Star cligna des yeux et fit tourner la tête, stupéfaite. Qu’est-ce qui venait de se passer ? Comment était-elle passée de la position assise à la table de sa cuisine à la position allongée sur le sol dans ce qui semblait être une cour extérieure ? Elle ne reconnut pas cet endroit. Des arbres, des plantes et des fleurs remplissaient la zone mais le feuillage n’était pas familier. Plusieurs fontaines glougloutaient et quelques oiseaux pépiaient, sinon c’était silencieux. Alors qu’elle se démenait pour se lever, un homme fit son apparition. Cet homme marchait à vive allure sur un chemin empierré.

« Ce n’était certainement pas un atterrissage élégant. J’espère vraiment que vous ne vous êtes pas blessée. Bon Dieu ! Qu’est ce qui est arrivé à votre main ? Vous êtes en feu ! »
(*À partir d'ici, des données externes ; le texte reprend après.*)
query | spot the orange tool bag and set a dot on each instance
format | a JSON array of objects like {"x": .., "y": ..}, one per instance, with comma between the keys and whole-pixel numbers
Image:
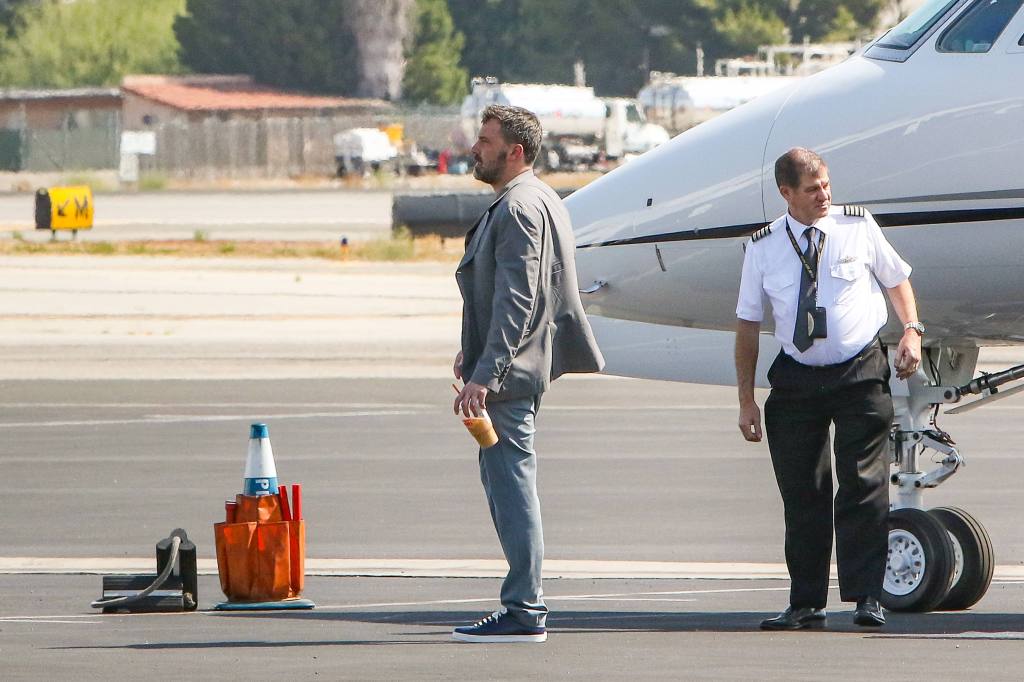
[{"x": 261, "y": 555}]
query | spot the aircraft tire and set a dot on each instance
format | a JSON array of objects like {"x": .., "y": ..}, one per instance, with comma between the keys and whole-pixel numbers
[
  {"x": 920, "y": 562},
  {"x": 974, "y": 558}
]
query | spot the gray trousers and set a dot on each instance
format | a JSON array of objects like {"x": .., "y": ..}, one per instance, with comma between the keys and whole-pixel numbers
[{"x": 508, "y": 471}]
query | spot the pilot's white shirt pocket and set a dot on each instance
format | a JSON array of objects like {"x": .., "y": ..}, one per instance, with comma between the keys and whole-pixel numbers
[
  {"x": 778, "y": 282},
  {"x": 848, "y": 279}
]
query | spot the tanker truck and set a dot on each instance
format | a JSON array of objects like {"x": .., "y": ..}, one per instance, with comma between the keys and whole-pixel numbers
[{"x": 580, "y": 128}]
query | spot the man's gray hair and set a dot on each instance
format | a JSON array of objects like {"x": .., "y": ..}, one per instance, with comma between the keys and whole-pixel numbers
[
  {"x": 519, "y": 126},
  {"x": 795, "y": 164}
]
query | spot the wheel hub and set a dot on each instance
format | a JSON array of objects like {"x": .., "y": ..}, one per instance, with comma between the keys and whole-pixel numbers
[{"x": 905, "y": 564}]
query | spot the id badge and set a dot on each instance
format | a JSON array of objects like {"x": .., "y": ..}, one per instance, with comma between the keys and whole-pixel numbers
[{"x": 817, "y": 324}]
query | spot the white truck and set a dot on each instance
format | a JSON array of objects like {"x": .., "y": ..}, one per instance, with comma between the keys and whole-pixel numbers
[
  {"x": 580, "y": 128},
  {"x": 359, "y": 151}
]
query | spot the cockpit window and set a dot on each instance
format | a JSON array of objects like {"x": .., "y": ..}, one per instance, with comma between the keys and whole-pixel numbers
[
  {"x": 905, "y": 34},
  {"x": 979, "y": 27}
]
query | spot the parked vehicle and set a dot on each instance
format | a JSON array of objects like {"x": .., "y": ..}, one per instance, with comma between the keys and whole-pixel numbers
[
  {"x": 360, "y": 151},
  {"x": 581, "y": 129}
]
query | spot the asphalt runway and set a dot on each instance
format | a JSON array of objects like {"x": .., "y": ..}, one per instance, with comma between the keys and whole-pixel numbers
[
  {"x": 126, "y": 393},
  {"x": 256, "y": 215},
  {"x": 630, "y": 471}
]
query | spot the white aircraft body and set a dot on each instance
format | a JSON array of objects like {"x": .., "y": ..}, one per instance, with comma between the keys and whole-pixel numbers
[{"x": 924, "y": 127}]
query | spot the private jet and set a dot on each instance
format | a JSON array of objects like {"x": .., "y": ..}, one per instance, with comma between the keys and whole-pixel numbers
[{"x": 925, "y": 128}]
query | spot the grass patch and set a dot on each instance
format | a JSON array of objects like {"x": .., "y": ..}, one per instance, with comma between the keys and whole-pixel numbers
[
  {"x": 99, "y": 248},
  {"x": 153, "y": 181}
]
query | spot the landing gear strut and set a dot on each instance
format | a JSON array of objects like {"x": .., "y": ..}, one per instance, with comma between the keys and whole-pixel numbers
[{"x": 940, "y": 559}]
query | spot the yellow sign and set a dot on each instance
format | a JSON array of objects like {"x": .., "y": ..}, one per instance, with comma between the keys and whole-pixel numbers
[{"x": 71, "y": 208}]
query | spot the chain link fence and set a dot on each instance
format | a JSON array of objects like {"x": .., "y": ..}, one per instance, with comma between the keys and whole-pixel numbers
[
  {"x": 281, "y": 146},
  {"x": 239, "y": 147}
]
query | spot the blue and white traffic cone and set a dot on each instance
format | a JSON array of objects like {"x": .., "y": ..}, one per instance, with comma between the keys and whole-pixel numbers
[{"x": 261, "y": 474}]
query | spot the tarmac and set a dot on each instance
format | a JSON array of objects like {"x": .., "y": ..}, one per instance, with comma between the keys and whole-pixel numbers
[{"x": 127, "y": 391}]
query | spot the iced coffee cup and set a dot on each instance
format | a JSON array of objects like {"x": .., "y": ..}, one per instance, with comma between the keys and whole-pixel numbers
[{"x": 481, "y": 429}]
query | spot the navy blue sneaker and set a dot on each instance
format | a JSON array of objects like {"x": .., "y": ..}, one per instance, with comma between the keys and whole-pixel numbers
[{"x": 499, "y": 627}]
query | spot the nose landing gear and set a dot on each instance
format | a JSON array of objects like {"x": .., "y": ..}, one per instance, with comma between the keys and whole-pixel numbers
[{"x": 940, "y": 559}]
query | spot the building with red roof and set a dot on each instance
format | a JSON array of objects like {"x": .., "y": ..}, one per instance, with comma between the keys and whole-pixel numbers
[{"x": 151, "y": 100}]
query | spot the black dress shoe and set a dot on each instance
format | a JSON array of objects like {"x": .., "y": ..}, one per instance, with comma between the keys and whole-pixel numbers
[
  {"x": 868, "y": 613},
  {"x": 796, "y": 619}
]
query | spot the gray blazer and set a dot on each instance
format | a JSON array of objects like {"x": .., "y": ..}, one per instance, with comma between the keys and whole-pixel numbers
[{"x": 522, "y": 321}]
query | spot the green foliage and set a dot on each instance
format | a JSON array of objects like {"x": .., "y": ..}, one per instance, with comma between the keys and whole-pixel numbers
[
  {"x": 816, "y": 19},
  {"x": 9, "y": 19},
  {"x": 153, "y": 180},
  {"x": 844, "y": 27},
  {"x": 619, "y": 41},
  {"x": 89, "y": 42},
  {"x": 294, "y": 44},
  {"x": 744, "y": 28},
  {"x": 432, "y": 71}
]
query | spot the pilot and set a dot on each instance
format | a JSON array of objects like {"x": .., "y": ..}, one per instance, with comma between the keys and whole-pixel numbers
[{"x": 820, "y": 266}]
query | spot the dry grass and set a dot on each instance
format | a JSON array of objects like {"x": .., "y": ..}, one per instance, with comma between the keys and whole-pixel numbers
[{"x": 400, "y": 248}]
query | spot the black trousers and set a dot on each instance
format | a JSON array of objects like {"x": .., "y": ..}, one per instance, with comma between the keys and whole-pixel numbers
[{"x": 804, "y": 402}]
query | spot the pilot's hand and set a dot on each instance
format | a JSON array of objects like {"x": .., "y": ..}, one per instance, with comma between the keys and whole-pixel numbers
[
  {"x": 750, "y": 422},
  {"x": 470, "y": 400},
  {"x": 457, "y": 368},
  {"x": 907, "y": 354}
]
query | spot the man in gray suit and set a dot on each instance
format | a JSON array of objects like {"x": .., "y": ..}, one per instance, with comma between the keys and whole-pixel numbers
[{"x": 522, "y": 327}]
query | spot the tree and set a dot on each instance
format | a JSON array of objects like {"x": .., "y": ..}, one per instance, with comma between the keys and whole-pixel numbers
[
  {"x": 381, "y": 29},
  {"x": 295, "y": 44},
  {"x": 619, "y": 41},
  {"x": 749, "y": 26},
  {"x": 9, "y": 15},
  {"x": 432, "y": 71},
  {"x": 493, "y": 31},
  {"x": 61, "y": 44},
  {"x": 816, "y": 18}
]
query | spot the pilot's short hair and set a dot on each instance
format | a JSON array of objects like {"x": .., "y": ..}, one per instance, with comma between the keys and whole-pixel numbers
[
  {"x": 795, "y": 164},
  {"x": 519, "y": 126}
]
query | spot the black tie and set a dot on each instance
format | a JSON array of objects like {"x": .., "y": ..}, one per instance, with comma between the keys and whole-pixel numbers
[{"x": 808, "y": 295}]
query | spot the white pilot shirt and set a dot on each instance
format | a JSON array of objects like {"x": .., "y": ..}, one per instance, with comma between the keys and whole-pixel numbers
[{"x": 855, "y": 258}]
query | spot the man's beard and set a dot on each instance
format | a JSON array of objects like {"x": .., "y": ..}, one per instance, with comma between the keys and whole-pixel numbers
[{"x": 491, "y": 174}]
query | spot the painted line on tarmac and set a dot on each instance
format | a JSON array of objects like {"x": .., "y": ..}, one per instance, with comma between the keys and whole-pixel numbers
[
  {"x": 166, "y": 406},
  {"x": 190, "y": 419},
  {"x": 391, "y": 406},
  {"x": 553, "y": 568}
]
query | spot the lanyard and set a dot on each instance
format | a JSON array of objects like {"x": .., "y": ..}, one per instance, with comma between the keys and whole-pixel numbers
[{"x": 800, "y": 254}]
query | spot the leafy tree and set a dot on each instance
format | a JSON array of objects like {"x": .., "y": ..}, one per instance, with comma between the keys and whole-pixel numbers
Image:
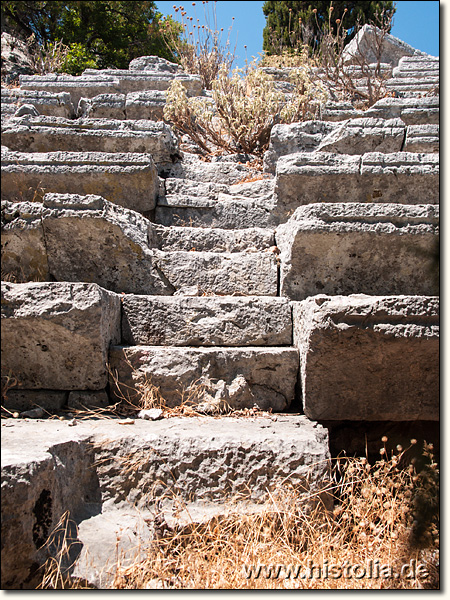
[
  {"x": 290, "y": 22},
  {"x": 104, "y": 33}
]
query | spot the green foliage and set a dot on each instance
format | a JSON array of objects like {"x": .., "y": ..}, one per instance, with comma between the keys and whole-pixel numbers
[
  {"x": 101, "y": 33},
  {"x": 290, "y": 23}
]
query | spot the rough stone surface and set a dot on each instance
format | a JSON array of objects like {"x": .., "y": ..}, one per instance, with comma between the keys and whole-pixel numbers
[
  {"x": 202, "y": 239},
  {"x": 358, "y": 136},
  {"x": 412, "y": 111},
  {"x": 369, "y": 357},
  {"x": 46, "y": 103},
  {"x": 187, "y": 374},
  {"x": 129, "y": 180},
  {"x": 103, "y": 106},
  {"x": 400, "y": 177},
  {"x": 206, "y": 321},
  {"x": 111, "y": 248},
  {"x": 23, "y": 251},
  {"x": 348, "y": 248},
  {"x": 87, "y": 399},
  {"x": 145, "y": 105},
  {"x": 83, "y": 469},
  {"x": 295, "y": 137},
  {"x": 110, "y": 81},
  {"x": 422, "y": 138},
  {"x": 20, "y": 400},
  {"x": 365, "y": 41},
  {"x": 52, "y": 134},
  {"x": 56, "y": 335},
  {"x": 237, "y": 273}
]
Le monsieur bizarre l’attrapa et la tira vers la fontaine la plus proche, puis poussa la main de Star dans l’eau.

« Je ne suis pas en feu, espèce de crétin, c’était une cigarette et c’était aussi la dernière que je fumais. Où diable suis-je et que se passe-t-il ?

« Vous n’avez vraiment pas besoin de crier et de pester de cette manière. Ce comportement ne convient pas à une dame bien éduquée. Si vous me suivez, je vous expliquerais. »

Star observa le monsieur de près. Quelque chose clochait. Il était grand et mince. Il avait aussi les yeux en amande et les cheveux qui touchaient ses épaules. Ses jambes et ses bras paraissaient juste un peu plus longs que la normale. Ses oreilles ! C’était en fait ce qui n’allait pas. Elles étaient pointues. Lorsqu’elle regarda de plus près, elle remarqua que la couleur de sa peau était bizarre. Il avait soit un mauvais autobronzant ou il était violet. Star croisa ses mains et redressa son menton.

« Je ne vais nulle part avec vous tant que vous ne vous présentez pas et tant que vous ne me dites pas ce qui se passe. » Toutefois, elle feignait tant bien que mal à être courageuse, son cœur battait et ses paumes étaient moites.

« Vous devez me suivre. Oh, où est Vesta ? Elle est censée s’occuper des femmes. »

« J’arrive, j’arrive, » une voix se fit entendre et une femme se précipita sur un autre chemin. « Je suis désolée, Roven, j’ai été retenue. »

La femme ressemblait beaucoup à l’homme : des oreilles pointues et tout. Leur peau n’était pas vraiment violette, plus de couleur mauve très claire, qui met en valeur le vert de leurs yeux. Ils portaient tous les deux des pantalons et des chemises amples mais la femme avait des cheveux courts et roses. Star cligna des yeux et hocha la tête. Quelque chose clochait avec sa vision, se décida-t-elle. On dirait que ces gens étaient des lutins violets !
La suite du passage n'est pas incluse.